Editor's note: This corrects details on continuing resolution in penultimate graph to show measure does not restore sequestration cuts.
Federal budget proposals released this week by the Republicans and Democrats take decidedly different tacks when it comes to national parks, with the GOP plan continuing cuts to the National Park Service while the Democratic version would stablize funding, according to onlookers.
The GOP proposal put forth by U.S. Rep. Paul Ryan, R-Wis., is very similar to the one he offered a year ago. Under that proposal, the Park Service would have to close "hundreds of national parks ... for parts of the year" beginning in 2014, the Office of Management Budget said at the time.
Scott Slesinger, legislative director for the Natural Resources Defense Council, said the congressman's new proposal should be rejected because "it solidifies drastic sequestration cuts to initiatives that protect our air, water, food, wildlife, national parks, and transportation infrastructure. Cutting these services that every American relies on won’t dent the deficit, but it will harm our economy and our future."

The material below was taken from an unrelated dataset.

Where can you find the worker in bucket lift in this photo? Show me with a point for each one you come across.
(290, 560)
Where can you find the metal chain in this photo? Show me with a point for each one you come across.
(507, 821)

Under the Democratic proposal offered by U.S. Sen. Patty Murray, D-Washington, cuts ordered by the budget sequestration would be restored through a mix of spending cuts and new revenues. It would not immediately balance the budget, though, something Rep. Ryan said his proposal would do in a decade.
At the National Parks Conservation Association, Craig Obey, senior vice president for government affairs, called the Democratic budget proposal a "refreshing budget blueprint that values investments in our national treasures, not reflexive, mindless cuts."
Sen. Murray, he added, "recognizes that our communities, businesses, and futures all benefit from protecting our heritage, keeping our national parks and their visitor facilities open, and confronting the challenges posed by climate change. As Congress and the Obama administration debate the chasm that separates the approaches in the Murray and Ryan budgets, we hope the values and aspirations Senator Murray’s proposal promotes will find their way into the actual funding Congress provides for our national treasures and our environment."
Parks won't likely get financial relief any time soon, as continuing resolutions in both the House and Senate continue the sequestration.
Of course, with the House and Senate needing to reconcile their differences in both the budget proposals as well as the continuing resolutions, the likelihood of those fiscal landscapes changing is great.